Grant Reynard's Inside Manhattan

A MONA Moment
By Ron Roth
Director
Museum of Nebraska Art

A new ARTreach traveling exhibition organized by the Museum of Nebraska Art features original illustrations by Nebraska native Grant Reynard executed over the period of World War 11. Reynard created most of the illustrations between 1944 and 1946. They are, for the most part, the original art work for Inside Manhattan, an illustrated column he produced for the New York newspaper, P.M. Reynard also wrote the copy for these columns. His writing is light hearted and wry, cut along the lines of the Talk of the Town section of the New Yorker Magazine. Let's switch from the visual arts to the literary for a moment and enjoy a few of these columns. Here is one titled The Dali of the Knife Grinders.

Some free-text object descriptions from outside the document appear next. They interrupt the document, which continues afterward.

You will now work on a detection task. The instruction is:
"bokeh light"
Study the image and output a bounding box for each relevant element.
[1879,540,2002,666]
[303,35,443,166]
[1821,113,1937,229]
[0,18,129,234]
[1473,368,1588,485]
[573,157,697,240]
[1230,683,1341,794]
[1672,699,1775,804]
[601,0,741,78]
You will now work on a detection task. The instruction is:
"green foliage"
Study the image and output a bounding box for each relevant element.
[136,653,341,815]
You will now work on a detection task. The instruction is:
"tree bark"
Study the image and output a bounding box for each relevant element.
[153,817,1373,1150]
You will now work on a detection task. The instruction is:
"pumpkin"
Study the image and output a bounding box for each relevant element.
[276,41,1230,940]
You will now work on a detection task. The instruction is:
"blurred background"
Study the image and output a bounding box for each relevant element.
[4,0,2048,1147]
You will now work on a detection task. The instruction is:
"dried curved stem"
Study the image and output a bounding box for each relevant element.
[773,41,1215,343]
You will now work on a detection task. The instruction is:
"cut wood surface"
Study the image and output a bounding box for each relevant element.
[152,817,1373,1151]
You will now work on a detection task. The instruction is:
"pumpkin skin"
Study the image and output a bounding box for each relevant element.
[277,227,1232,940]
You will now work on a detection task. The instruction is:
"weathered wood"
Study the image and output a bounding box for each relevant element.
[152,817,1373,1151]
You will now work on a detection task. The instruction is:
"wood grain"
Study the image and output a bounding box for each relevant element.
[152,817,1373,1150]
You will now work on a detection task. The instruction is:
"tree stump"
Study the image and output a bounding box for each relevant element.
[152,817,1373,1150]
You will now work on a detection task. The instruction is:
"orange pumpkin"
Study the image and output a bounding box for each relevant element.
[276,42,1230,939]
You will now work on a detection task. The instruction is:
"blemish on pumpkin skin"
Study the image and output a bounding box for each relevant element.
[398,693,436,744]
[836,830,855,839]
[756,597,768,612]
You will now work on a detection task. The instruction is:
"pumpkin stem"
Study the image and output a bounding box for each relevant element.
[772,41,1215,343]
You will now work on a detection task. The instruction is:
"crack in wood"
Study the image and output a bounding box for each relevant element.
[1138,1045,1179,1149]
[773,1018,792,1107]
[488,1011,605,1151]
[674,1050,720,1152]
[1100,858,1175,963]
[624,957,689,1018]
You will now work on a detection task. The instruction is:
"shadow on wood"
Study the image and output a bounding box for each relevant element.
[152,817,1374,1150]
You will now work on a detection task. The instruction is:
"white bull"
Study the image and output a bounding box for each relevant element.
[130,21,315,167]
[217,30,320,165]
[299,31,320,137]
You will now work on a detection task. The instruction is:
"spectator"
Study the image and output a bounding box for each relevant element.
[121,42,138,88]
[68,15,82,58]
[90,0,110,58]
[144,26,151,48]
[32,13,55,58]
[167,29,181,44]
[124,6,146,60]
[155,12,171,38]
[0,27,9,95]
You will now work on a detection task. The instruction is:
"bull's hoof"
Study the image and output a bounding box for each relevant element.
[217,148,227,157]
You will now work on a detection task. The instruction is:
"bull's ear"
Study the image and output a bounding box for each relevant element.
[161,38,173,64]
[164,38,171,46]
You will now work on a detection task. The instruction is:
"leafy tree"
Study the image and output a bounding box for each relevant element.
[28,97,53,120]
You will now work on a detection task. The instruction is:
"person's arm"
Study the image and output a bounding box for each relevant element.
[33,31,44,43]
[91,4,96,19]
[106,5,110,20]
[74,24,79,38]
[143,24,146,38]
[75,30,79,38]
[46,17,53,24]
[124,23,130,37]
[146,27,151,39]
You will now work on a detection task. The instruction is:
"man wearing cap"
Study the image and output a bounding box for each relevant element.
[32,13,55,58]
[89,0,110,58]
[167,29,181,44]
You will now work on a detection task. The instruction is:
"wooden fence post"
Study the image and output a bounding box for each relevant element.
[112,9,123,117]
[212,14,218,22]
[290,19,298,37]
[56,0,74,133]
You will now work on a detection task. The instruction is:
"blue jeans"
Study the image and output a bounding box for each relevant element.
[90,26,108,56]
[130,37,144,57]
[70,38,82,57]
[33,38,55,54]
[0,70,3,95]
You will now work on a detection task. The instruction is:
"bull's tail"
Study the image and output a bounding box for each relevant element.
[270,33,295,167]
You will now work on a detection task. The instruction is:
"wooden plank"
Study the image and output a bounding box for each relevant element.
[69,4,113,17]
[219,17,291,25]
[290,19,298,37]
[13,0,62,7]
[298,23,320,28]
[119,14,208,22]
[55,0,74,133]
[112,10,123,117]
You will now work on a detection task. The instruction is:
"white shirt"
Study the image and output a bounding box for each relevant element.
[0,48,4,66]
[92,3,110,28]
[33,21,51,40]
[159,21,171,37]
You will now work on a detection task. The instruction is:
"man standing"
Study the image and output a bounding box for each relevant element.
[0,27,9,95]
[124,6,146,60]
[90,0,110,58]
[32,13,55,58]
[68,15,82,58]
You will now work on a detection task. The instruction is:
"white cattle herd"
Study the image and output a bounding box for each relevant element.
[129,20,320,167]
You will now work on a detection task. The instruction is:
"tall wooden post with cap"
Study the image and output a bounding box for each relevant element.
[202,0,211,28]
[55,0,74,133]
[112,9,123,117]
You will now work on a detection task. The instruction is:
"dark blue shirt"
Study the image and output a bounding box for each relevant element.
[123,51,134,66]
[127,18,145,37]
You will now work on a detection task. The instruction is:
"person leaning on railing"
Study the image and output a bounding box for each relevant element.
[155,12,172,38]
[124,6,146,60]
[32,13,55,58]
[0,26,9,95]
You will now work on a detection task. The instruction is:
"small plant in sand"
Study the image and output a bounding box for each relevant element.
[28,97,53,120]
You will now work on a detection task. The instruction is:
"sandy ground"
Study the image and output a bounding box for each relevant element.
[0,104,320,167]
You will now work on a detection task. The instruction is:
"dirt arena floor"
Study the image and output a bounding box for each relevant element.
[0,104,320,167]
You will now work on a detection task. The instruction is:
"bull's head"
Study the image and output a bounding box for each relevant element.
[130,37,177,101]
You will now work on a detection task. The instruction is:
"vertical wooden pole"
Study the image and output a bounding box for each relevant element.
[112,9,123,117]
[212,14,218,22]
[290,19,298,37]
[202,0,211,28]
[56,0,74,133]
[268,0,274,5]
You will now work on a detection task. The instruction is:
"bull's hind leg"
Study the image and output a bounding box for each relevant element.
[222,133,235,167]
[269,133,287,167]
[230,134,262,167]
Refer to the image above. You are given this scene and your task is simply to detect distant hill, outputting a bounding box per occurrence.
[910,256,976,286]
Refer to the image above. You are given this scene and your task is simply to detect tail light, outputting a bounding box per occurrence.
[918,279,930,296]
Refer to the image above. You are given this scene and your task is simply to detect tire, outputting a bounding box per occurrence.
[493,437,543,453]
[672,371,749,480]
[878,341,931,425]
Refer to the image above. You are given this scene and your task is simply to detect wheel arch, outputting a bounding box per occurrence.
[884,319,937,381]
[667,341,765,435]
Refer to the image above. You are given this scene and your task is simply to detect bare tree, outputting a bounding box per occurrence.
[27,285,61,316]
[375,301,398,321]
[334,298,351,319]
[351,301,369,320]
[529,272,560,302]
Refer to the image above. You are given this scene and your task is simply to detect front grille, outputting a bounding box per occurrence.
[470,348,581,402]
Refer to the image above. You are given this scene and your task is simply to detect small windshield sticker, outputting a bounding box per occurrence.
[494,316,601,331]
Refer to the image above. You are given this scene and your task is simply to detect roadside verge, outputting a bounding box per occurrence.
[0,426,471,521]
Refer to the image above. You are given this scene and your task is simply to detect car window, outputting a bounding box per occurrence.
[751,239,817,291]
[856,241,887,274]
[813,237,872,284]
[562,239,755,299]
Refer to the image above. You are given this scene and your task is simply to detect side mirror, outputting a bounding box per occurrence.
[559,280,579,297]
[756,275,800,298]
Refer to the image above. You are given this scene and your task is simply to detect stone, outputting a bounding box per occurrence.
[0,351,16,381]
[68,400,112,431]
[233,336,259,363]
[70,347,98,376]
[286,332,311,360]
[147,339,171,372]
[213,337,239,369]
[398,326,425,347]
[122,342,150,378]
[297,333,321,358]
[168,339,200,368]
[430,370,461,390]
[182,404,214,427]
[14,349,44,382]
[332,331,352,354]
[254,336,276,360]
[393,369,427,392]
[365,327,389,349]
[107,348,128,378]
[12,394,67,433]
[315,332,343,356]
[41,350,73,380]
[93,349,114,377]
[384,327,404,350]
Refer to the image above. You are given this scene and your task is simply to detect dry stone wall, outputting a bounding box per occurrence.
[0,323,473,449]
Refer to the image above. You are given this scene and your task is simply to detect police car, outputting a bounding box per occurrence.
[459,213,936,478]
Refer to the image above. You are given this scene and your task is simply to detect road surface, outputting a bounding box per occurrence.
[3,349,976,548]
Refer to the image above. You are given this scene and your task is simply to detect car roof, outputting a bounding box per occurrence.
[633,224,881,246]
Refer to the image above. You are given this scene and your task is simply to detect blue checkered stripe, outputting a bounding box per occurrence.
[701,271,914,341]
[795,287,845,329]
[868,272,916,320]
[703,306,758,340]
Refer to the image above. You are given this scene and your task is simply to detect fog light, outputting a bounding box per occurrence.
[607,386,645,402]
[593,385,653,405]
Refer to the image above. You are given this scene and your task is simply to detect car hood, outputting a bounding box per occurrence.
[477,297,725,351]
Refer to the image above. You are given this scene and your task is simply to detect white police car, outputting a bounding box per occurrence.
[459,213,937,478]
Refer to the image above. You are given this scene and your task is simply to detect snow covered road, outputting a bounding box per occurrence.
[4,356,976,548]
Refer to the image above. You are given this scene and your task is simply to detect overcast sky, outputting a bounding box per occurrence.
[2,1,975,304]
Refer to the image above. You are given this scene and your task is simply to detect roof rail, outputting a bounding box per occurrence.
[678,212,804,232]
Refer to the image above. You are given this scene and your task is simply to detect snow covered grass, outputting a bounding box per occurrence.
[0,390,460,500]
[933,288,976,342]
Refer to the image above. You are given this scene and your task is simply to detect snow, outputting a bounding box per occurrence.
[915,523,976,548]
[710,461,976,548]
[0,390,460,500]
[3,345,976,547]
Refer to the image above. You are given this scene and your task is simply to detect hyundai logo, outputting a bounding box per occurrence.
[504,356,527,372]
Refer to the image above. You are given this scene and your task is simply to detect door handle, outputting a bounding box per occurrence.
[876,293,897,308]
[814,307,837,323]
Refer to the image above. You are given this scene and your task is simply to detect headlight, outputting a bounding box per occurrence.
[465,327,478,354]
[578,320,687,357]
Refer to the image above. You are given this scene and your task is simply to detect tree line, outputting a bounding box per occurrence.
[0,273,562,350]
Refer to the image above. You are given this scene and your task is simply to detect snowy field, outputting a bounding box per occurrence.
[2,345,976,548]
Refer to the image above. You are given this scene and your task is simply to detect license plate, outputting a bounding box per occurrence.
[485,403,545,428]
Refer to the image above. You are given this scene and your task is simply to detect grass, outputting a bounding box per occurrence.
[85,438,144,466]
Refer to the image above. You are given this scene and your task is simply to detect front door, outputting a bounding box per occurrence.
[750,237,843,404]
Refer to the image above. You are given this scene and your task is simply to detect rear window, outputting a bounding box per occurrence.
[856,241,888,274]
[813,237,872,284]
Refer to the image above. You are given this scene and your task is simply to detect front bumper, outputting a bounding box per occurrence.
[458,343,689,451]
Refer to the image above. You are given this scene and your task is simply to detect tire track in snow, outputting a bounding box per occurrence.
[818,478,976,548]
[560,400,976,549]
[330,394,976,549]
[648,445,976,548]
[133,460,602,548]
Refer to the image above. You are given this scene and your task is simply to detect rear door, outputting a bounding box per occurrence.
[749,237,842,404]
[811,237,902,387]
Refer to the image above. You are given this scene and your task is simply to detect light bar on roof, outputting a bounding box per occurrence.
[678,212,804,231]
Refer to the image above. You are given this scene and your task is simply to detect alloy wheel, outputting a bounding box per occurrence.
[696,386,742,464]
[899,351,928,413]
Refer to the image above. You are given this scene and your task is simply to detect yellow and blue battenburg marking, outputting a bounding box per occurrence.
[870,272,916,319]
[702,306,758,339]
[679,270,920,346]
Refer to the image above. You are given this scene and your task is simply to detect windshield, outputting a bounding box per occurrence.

Walking west on 47th street over toward Seventh Ave., I heard a great racket, the ring of metal mixed with lusty singing. The hubbub was made by a short stocky Italian who ground knives and shouted Verdi arias while the sparks flew from his emery wheels. Two sailors very much on shore leave were watching this operatic gentleman, Mike Trzano. He thoroughly believed in advertising. His traveling shop carried a pole on which hung flowers, ferns and various vegetables, including long Italian squash all topped by the American flag.

Mike moved briskly and I kept on his trail for several blocks down and across Broadway. In front of the Astor he stopped suddenly and pointed violently toward heaven, while waiting at a traffic light. Everyone, including myself, thought a flock of bombers must be over the city, but Mike was just putting on a show, attracting attention. He started again with sparkling decision and breadth of gesture and sang his way west, coming to a busy stop on Eighth Avenue. There he brandished a shining and wicked sample knife the size of a meat cleaver as he swept in and out of doughnut counters and lunch places. I suspected intimidation as he came out laden with cutting tools of all shapes and sizes.

Returning a handful of bright cutlery he passed through a beanery door in which I was standing and took a look at my drawing. Up to that point I had kept in the effacing shadows of handy doorways and behind signs, but now his wrinkled grin told me that everything was Jake with Mike and art, so we had a brief visit during which he produced a printed bill-head with his name and address. He calls himself the New York Grinding Service and has been in business more than 30 years.

Here is his observation of the sculpture garden of the Museum of Modern Art.

You will find little tables. . in the garden of the Museum of Modern Art. On pleasant Fall afternoons you may have tea, or whatever, in case you don't go for tea. You take it easy on a bench or wander amongst the trees and sculpture. Girl's and service men squint and shuffle around the statues and argue about the art in war or the war in art at the cozy tables under the trees and gay umbrellas. Those I met tip with may not have agreed on the second front or what makes art art, but they seemed to be getting along swell with one another. Don't let the word Modern get in your way. There is art here for almost every taste. If you don't like the Recumbent Figure by Henry Moore (left) or the Figure by Lipschitz (right), you will surely be persuaded that the Action in Chains by Aristide Maillol in another part of the garden is certainly a vigorous image of a lady. However, if you want to be absolutely positive about the type of women you look at, you better bring your own along.

Here is an excerpt from an Inside Manhattan column titled The Train Leaves at Four-thirty.

Three Quarters of an hour before a train snakes off through the station' tunnels you will find little groups gathering before the gates at Grand Central. They turn suitcases into benches, and little Johnnies and Eddies sit envying the sailors who are going straight off to sink the Japanese. Drawing a group like this, you long for a little movie camera in each eye. A waiting crowd is always active. Johnny rests a moment on the baggage, then is up and away and worrying his mother. An enlisted man coos and clucks entertainment for his baby son. Babies are a great relief, far out of proportion to their size, when dads are soon to be gobbled by long steel trains. One little mother parks with her baby on a large suitcase while her sailor mate works at unscrambling a timetable.

The clean white bonnet of a Sister of St. Vincent de Paul, an odd sense off-light about it, flares a poem of neatness above the other headgear. An ocean of had compared with the out-of-press white circle on the back of the sailor's head in the foreground. He is out of press all around, responsive to, then bored with the fare wells he is getting, a full half-hour before train time.

Later this early group swells out into the great hive of the station. Family parties and solders and sailors and gals hurry from coffee and doughnut counters and from quick drinks in the little eating places down the corridors. After the gates open, the swankier, nattier officers and their girls come from the cafes in the Commodore. Through the arch and vanishing down the long cement platforms go the boys.

The last all aboard is called and the train glides silently away down the dark track. Nothing could be so dead as the space left between platforms by a vanished train. The little sailor's wife hugs her baby close and walks slowly toward the Lexington Avenue exit.